Originally Posted by TheEmptySet
First show the base case is true n=1

$
\sum_{k=0}^{1}(-\frac{1}{2})^k =1-\frac{1}{2}=\frac{1}{2}?=\frac{2}{3} + \frac{1}{3}\frac{(-1)^1}{2^1}=\frac{1}{2},$

so it checks.
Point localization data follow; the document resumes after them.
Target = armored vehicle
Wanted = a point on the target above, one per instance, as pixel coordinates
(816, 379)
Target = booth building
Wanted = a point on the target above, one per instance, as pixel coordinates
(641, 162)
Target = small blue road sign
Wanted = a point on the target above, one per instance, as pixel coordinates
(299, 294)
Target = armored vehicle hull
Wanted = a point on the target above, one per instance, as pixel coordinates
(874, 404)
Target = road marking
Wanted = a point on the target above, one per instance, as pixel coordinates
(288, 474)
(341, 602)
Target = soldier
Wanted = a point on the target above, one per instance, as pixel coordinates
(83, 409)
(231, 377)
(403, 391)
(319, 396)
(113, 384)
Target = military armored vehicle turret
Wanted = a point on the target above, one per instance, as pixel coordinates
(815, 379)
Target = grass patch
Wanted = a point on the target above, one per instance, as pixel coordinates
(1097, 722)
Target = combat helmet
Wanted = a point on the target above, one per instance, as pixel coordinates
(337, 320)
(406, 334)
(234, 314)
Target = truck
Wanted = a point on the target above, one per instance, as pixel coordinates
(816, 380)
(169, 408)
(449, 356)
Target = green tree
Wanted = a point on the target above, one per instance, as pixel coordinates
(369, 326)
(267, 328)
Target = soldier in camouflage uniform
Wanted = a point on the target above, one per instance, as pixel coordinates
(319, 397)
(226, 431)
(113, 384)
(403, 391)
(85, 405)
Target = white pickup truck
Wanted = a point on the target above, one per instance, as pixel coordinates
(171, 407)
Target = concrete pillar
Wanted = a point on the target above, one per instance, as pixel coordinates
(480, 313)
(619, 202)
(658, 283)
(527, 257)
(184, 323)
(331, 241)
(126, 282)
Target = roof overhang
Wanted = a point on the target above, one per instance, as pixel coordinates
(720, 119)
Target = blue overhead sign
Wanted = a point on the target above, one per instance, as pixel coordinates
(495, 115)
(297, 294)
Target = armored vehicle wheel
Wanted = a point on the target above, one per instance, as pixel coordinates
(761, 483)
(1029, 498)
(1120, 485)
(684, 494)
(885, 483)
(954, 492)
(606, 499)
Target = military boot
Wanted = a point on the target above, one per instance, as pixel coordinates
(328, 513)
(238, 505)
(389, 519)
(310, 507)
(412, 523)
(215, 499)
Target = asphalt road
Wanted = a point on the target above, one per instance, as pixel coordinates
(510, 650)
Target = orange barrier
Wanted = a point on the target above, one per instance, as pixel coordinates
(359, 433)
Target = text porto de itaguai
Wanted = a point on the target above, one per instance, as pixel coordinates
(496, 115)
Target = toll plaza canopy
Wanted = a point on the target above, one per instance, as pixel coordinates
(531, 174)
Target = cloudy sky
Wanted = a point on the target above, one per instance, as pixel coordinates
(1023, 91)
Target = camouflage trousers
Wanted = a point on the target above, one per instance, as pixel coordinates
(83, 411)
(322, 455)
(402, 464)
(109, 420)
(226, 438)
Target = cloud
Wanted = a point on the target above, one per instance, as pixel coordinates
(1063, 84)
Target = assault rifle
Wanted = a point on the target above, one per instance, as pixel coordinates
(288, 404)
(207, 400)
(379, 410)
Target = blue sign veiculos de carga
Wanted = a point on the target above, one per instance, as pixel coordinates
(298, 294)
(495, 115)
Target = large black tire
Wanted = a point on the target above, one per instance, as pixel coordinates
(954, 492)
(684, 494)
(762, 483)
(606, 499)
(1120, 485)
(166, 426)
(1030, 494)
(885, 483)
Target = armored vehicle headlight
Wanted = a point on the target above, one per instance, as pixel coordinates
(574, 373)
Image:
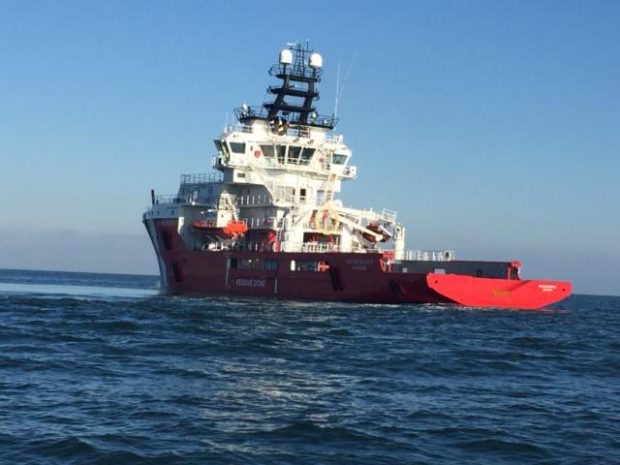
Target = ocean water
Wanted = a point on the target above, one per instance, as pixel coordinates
(100, 369)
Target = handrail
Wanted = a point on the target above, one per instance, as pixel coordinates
(202, 178)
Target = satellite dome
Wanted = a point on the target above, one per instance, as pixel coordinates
(316, 60)
(286, 57)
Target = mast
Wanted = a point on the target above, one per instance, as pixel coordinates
(299, 71)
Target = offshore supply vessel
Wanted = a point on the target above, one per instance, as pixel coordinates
(267, 222)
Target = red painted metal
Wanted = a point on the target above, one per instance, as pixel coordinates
(503, 293)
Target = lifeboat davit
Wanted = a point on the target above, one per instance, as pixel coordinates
(376, 228)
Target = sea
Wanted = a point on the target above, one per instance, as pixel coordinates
(102, 369)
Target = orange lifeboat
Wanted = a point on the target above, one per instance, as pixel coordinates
(232, 230)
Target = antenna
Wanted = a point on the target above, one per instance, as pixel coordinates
(337, 91)
(340, 87)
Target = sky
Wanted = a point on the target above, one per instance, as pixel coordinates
(492, 127)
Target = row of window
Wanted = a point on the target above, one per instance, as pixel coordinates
(296, 154)
(270, 264)
(253, 264)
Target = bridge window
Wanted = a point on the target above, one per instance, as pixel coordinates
(339, 159)
(268, 150)
(281, 151)
(293, 154)
(306, 155)
(237, 147)
(221, 147)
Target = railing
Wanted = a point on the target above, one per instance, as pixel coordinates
(201, 178)
(430, 255)
(248, 113)
(349, 172)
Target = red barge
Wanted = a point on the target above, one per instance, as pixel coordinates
(267, 223)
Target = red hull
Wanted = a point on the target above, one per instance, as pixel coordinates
(350, 277)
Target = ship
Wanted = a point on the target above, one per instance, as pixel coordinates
(267, 220)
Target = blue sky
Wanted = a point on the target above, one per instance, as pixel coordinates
(492, 127)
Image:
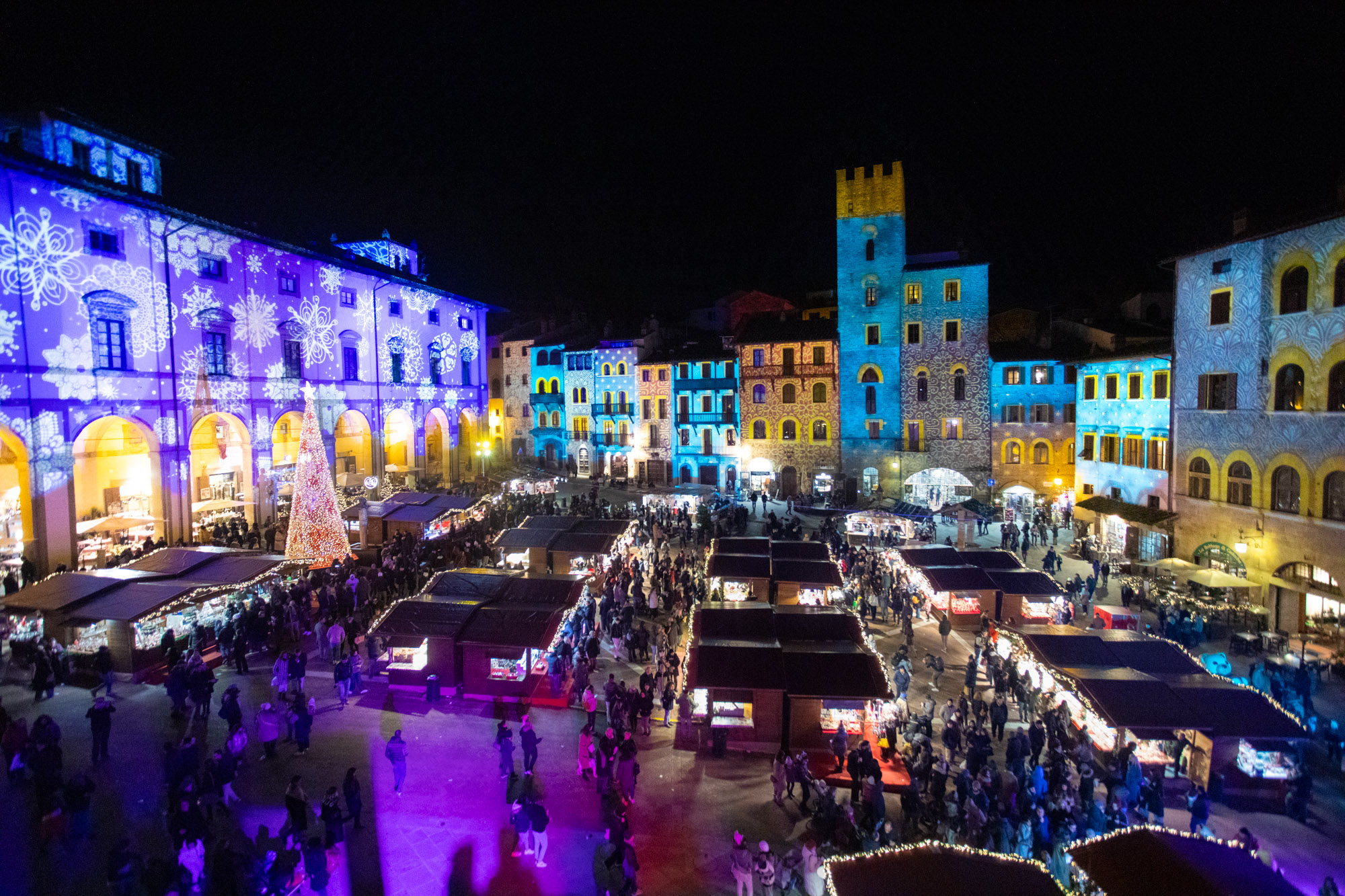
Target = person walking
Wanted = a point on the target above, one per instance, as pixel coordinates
(396, 754)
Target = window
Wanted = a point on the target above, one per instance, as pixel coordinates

Now assume it is true for n

$
\sum_{k=0}^n(-\frac{1}{2})^k =\frac{2}{3} + \frac{1}{3}\frac{(-1)^n}{2^n},$

no show N+1

$
\sum_{k=0}^{n+1}(-\frac{1}{2})^k=\left(-\frac{1}{2}\right)^{n+1}+\sum_{k=0}^{n}(-\frac{1}{2})^k$

Now by the induction hypothesis we get

$\left(-\frac{1}{2}\right)^{n+1} +\frac{2}{3} + \frac{1}{3}\frac{(-1)^n}{2^n}$

$\frac{2}{3}+\left(-\frac{1}{2}\right)^{n+1}+\frac{1}{3}\frac{(-1)^n}{2^n}=\frac{2}{3}+\left(-\frac{1}{2}\right)\frac{(-1)^{n}}{2^n}+\frac{1}{3}\frac{(-1)^n}{2^n}$

$\frac{2}{3}+\left[\left( -\frac{1}{2}\right) +\frac{1}{3}\right]\frac{(-1)^n}{2^n}=\frac{2}{3}-\left(\frac{1}{6} \right)\frac{(-1)^{n}}{2^{n}}$

$\frac{2}{3}-\left(\frac{1}{6} \right)\frac{(-1)^{n}}{2^{n}}\left( \frac{-1}{2}\right)\left( \frac{2}{-1}\right)=\frac{2}{3}+\left( \frac{2}{3}\right) \frac{(-1)^{n+1}}{2^{n+1}}$

This shows n+1 so we are done

very well explained. much appreciated
• Mar 11th 2009, 09:26 PM
jvignacio
Quote:

Originally Posted by TheEmptySet
First show the base case is true n=1

$\sum_{k=0}^{1}(-\frac{1}{2})^k =1-\frac{1}{2}$

quick question how did u get $1-\frac{1}{2}$ the 1 - ?
• Mar 12th 2009, 09:28 AM
GaloisTheory1
Quote:

Originally Posted by jvignacio
$\sum_{k=0}^{1}(-\frac{1}{2})^k =1-\frac{1}{2}$

quick question how did u get $1-\frac{1}{2}$ the 1 - ?

plug in $k=0$ and $k=1$ into the sum, see what you get.